The following drug interactions are possible, but are unlikely to be of clinical significance, following the use of moxifloxacin and dexamethasone solution in the eye.

The therapeutic efficacy of Dexamethasone may be reduced by phenytoin, phenobarbitone, ephedrine and rifampicin.

Glucocorticoids may increase the need for salicylates as plasma salicylate clearance is increased.

PREGNANCY AND LACTATION

If you are pregnant or breast feeding, think you may be pregnant, or are planning to have a baby, you should ask your doctor or eye specialist for advice before taking this medicine. There is insufficient information available to determine the potential harmful effects on pregnancy. Moxifloxacin and Dexamethasone should not be used during pregnancy and breast-feeding unless considered appropriate by your doctor or eye specialist.

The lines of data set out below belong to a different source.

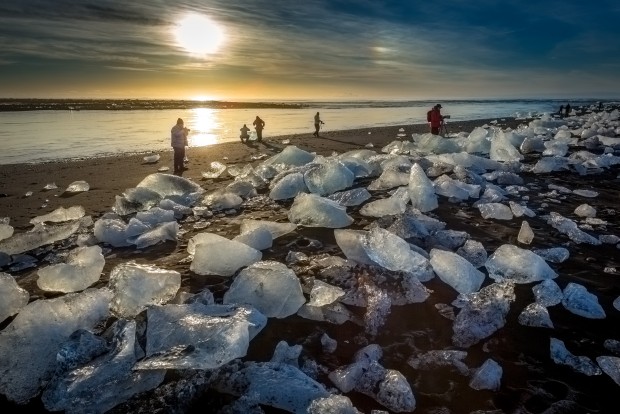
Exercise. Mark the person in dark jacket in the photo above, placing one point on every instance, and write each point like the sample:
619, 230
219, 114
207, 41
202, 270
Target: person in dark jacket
178, 142
436, 119
259, 124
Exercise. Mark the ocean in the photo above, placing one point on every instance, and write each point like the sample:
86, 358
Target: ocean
30, 134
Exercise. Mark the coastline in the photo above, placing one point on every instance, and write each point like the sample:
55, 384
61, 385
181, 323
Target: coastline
109, 176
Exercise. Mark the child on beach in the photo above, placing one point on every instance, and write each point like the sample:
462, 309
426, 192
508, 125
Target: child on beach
244, 133
178, 141
259, 124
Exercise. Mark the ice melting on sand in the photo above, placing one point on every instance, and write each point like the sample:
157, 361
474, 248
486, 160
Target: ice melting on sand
270, 287
83, 268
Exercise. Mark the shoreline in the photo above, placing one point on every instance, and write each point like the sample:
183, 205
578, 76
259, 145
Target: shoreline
111, 175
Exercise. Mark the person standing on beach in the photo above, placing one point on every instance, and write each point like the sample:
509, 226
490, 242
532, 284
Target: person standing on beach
317, 124
259, 124
178, 141
244, 133
436, 119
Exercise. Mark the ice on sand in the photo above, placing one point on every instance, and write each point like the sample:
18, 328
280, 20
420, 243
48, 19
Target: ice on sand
270, 287
138, 286
579, 301
328, 177
83, 268
366, 375
29, 345
561, 355
487, 377
106, 380
12, 297
421, 190
312, 210
60, 214
392, 252
198, 336
217, 255
456, 271
482, 313
518, 265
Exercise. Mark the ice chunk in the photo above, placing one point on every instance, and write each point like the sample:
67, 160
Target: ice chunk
474, 252
270, 287
487, 377
328, 177
77, 187
440, 358
421, 190
519, 265
272, 384
350, 242
198, 336
334, 404
496, 211
569, 227
388, 387
553, 254
169, 185
482, 313
389, 206
610, 366
456, 271
138, 286
288, 187
324, 294
60, 214
276, 229
215, 169
392, 252
29, 345
40, 235
312, 210
83, 268
581, 302
526, 235
216, 255
259, 238
585, 210
12, 297
350, 198
548, 293
561, 355
537, 315
105, 381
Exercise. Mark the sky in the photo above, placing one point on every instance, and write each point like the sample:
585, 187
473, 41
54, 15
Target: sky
309, 49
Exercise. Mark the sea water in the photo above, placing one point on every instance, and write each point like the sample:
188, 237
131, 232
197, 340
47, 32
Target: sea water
43, 135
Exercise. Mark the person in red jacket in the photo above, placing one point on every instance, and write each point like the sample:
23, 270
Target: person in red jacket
436, 119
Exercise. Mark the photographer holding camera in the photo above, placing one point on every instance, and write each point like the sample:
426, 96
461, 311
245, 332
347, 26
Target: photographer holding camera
178, 141
435, 119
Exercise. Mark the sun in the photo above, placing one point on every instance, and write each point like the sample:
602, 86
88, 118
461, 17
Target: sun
198, 34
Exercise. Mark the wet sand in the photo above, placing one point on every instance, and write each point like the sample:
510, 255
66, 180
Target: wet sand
531, 381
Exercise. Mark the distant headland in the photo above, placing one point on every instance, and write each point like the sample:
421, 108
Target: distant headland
14, 104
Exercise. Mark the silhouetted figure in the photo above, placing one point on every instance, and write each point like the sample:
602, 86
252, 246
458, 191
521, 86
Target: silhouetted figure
259, 124
435, 119
178, 142
317, 124
244, 133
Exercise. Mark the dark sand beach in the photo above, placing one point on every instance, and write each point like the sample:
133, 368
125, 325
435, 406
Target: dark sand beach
531, 381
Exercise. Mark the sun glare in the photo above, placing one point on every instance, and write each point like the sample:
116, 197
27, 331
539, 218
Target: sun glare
198, 34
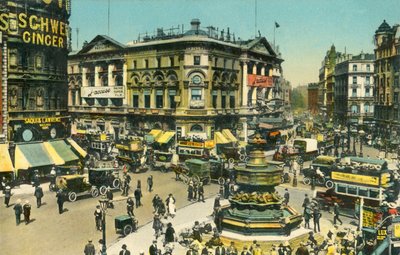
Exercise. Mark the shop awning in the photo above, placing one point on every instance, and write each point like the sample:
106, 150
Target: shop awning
76, 146
220, 138
64, 150
31, 155
57, 159
228, 134
166, 137
155, 133
5, 160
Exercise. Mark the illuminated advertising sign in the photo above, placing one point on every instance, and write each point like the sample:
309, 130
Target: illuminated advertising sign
40, 28
259, 81
103, 92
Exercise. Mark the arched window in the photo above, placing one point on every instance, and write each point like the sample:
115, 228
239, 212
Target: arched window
196, 128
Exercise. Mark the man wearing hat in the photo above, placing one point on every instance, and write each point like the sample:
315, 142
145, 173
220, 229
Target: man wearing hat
124, 251
89, 248
153, 248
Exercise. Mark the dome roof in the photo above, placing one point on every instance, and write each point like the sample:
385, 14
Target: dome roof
384, 27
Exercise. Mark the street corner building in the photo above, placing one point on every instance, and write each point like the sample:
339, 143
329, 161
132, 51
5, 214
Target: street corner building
34, 123
193, 82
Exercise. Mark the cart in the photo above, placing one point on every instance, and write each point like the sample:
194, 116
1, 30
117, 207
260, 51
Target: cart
125, 224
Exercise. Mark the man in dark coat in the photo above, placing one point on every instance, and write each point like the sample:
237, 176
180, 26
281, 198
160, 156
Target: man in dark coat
153, 250
124, 250
18, 211
200, 192
38, 194
60, 201
27, 212
89, 248
7, 195
138, 196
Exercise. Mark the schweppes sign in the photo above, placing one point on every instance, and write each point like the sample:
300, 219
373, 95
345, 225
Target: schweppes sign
45, 29
42, 120
356, 178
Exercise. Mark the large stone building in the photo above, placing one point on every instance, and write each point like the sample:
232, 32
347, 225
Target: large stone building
312, 93
35, 116
387, 81
354, 89
326, 84
194, 82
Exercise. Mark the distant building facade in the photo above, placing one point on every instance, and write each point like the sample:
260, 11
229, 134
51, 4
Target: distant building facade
312, 94
354, 89
192, 82
387, 81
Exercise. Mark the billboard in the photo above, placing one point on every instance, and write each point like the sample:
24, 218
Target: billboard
45, 27
102, 92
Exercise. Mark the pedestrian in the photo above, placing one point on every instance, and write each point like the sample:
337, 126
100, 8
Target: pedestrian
7, 195
196, 231
220, 250
89, 248
98, 217
286, 197
307, 217
18, 211
129, 206
232, 250
110, 197
60, 201
153, 250
170, 203
245, 251
169, 233
336, 214
38, 194
124, 250
150, 183
316, 217
200, 191
195, 189
306, 201
157, 225
138, 196
190, 190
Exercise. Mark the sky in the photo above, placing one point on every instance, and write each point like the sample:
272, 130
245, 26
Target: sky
307, 28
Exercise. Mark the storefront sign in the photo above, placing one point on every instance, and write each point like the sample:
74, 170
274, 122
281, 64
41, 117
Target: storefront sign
356, 178
44, 120
39, 28
103, 92
259, 81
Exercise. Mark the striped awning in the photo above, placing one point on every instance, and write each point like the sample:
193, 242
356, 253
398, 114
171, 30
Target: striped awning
5, 159
31, 155
76, 146
220, 138
166, 137
228, 134
57, 159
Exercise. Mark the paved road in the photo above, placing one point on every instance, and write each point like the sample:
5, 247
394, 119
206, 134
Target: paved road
51, 233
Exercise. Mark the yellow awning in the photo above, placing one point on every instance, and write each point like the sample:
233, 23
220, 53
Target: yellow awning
220, 138
228, 134
53, 154
77, 147
5, 160
155, 133
166, 137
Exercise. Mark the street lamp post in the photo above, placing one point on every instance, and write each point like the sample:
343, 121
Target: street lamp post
103, 205
361, 134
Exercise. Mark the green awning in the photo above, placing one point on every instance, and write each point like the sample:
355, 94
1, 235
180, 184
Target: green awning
31, 155
64, 150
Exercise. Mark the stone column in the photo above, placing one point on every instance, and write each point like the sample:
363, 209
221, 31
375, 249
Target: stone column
125, 84
244, 84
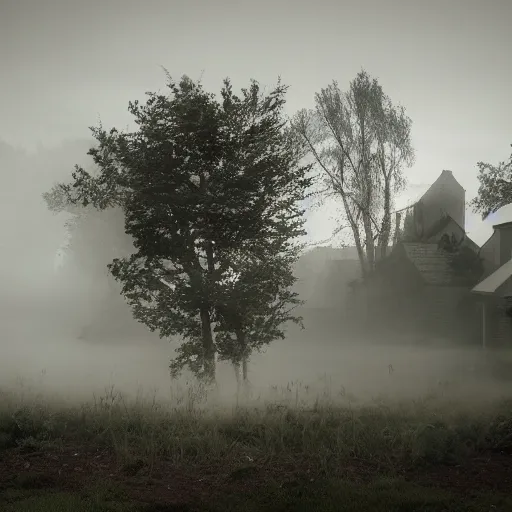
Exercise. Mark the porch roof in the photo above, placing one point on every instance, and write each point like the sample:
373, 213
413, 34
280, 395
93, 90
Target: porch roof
493, 282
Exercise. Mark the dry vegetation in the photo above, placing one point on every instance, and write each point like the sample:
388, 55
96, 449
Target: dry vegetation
287, 447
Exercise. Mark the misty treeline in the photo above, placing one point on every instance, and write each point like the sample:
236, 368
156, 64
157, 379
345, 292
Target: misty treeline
210, 190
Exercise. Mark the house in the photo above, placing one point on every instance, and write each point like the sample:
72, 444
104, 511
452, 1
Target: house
494, 291
424, 286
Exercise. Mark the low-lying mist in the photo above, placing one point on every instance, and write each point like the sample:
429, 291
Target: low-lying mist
42, 316
302, 367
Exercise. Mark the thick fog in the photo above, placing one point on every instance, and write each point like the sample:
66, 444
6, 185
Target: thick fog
49, 309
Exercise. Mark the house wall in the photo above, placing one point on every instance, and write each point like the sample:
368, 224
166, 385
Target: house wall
447, 311
445, 196
450, 228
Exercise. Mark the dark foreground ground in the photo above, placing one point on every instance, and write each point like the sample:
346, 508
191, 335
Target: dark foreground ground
77, 479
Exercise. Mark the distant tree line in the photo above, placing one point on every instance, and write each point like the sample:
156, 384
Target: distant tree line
210, 193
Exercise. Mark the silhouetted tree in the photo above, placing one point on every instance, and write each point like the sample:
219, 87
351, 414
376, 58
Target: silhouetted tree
495, 190
205, 187
361, 142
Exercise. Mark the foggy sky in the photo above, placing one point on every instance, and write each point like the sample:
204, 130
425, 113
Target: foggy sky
66, 63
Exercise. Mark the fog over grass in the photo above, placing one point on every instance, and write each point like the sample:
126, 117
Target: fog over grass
43, 311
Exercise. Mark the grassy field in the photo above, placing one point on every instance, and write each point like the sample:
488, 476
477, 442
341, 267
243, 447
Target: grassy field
296, 449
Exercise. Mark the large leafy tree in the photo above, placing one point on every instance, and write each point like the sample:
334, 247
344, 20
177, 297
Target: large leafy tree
204, 185
361, 142
495, 190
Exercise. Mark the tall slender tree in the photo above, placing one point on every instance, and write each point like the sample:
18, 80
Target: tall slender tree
361, 142
203, 185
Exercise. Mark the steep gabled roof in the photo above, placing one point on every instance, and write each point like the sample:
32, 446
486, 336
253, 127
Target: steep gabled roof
493, 282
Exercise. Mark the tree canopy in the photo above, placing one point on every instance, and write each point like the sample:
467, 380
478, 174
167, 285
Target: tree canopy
495, 190
361, 142
211, 195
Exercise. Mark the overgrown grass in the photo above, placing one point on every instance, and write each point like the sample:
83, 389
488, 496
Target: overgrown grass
321, 428
325, 428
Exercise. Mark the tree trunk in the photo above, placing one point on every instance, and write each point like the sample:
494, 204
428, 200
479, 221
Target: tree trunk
370, 244
236, 367
386, 220
357, 238
208, 346
244, 368
242, 344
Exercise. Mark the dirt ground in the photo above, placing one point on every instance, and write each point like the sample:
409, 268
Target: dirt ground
175, 487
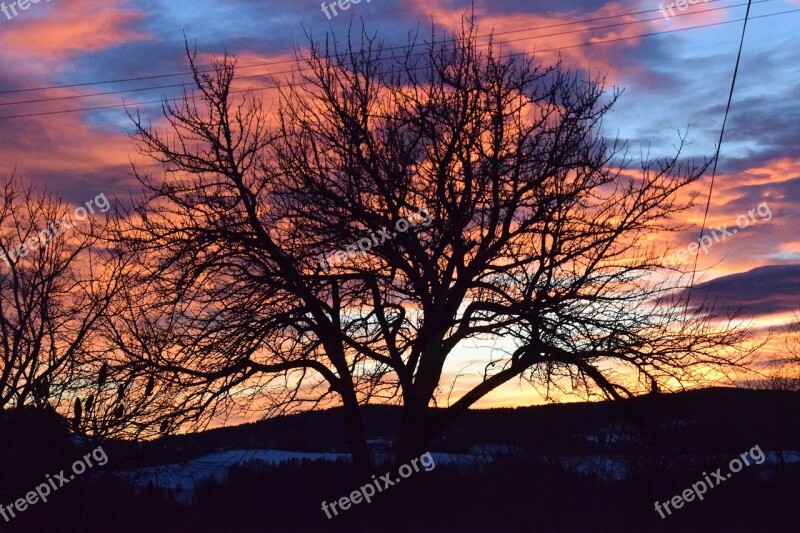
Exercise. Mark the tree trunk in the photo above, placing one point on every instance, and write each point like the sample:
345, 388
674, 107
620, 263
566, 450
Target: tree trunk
356, 437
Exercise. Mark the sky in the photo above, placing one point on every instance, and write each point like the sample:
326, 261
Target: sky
57, 55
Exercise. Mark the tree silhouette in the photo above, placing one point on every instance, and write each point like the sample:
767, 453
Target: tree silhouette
52, 298
539, 235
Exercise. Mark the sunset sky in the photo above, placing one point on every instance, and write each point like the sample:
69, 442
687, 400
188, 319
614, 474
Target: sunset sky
675, 79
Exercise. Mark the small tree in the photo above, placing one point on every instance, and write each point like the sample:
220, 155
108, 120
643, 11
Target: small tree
53, 296
539, 234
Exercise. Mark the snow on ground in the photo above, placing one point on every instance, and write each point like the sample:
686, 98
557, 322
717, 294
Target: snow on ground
182, 478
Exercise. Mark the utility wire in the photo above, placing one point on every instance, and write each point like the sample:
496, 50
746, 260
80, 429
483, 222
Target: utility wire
716, 155
172, 86
606, 41
402, 47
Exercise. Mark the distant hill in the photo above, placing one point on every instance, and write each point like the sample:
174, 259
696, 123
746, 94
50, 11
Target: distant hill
699, 421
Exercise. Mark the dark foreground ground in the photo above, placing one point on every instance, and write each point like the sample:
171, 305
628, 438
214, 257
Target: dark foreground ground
663, 446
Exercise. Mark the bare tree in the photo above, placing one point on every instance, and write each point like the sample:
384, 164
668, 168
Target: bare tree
52, 298
539, 234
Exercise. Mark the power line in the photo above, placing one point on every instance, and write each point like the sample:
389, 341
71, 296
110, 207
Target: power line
172, 86
270, 63
716, 156
606, 41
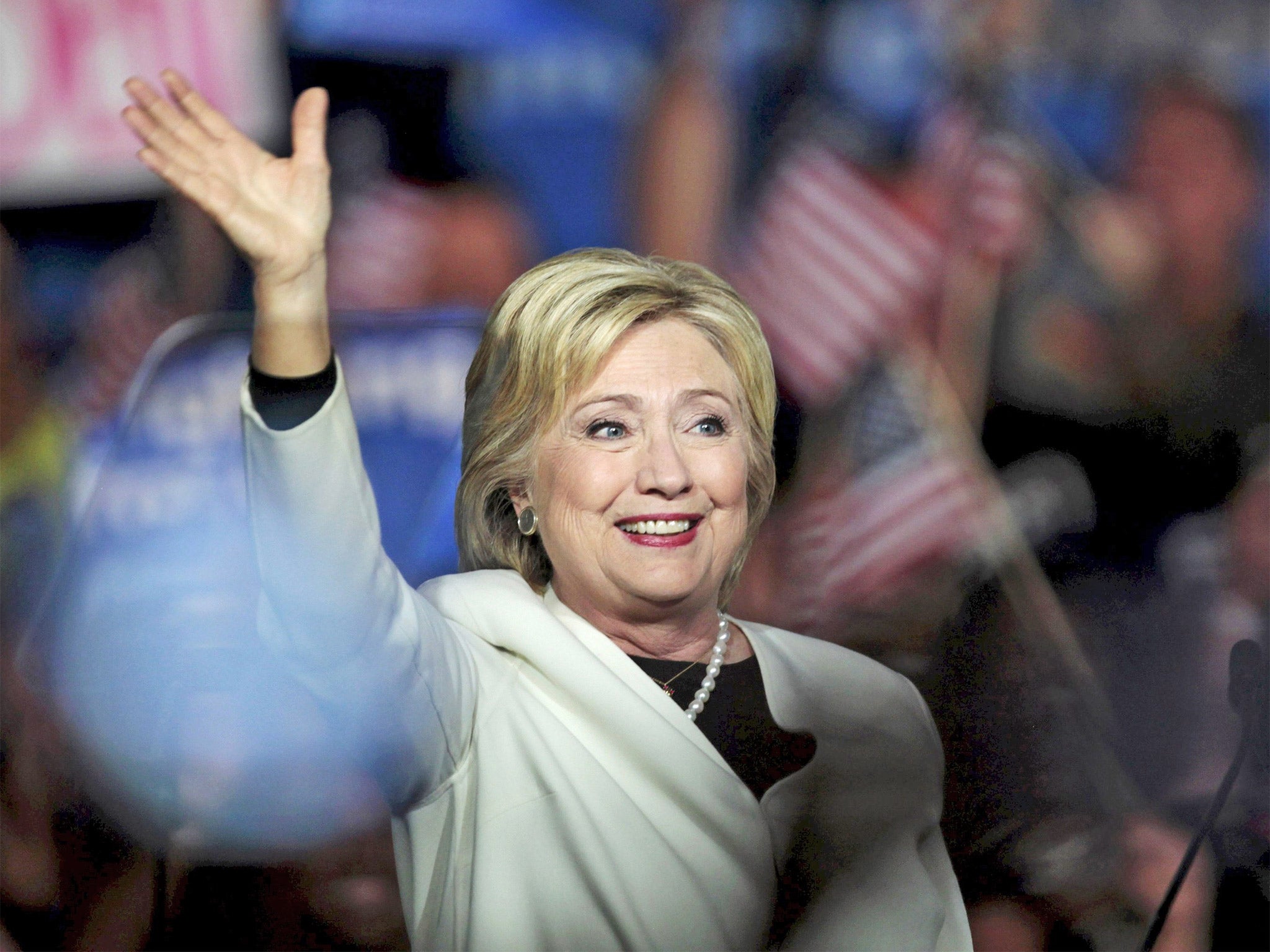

EFFECTS ON ABILITY TO DRIVE AND USE MACHINES

Your eyesight may become blurred for a short time following the use of Moxifloxacin and Dexamethasone. You must not drive or operate hazardous machinery until your eyesight has returned to normal.

UNDESIRABLE EFFECTS

The most frequently reported drug-related undesirable effects seen with Moxifloxacin are conjunctival irritation, increased lacrimation, keratitis and papillary conjunctivitis.

OVERDOSAGE

The limited holding capacity of the conjunctival sac for ophthalmic products practically precludes any overdosing of the medicinal product. The total amount of Moxifloxacin and Dexamethasone in a single container is too small to induce adverse effects after accidental ingestion.

STORAGE

Store below 25°C. Protect from light & moisture. Do not freeze.

PRESENTATION

Vigoquin-DX Eye Drops is available in a 5 ml pack.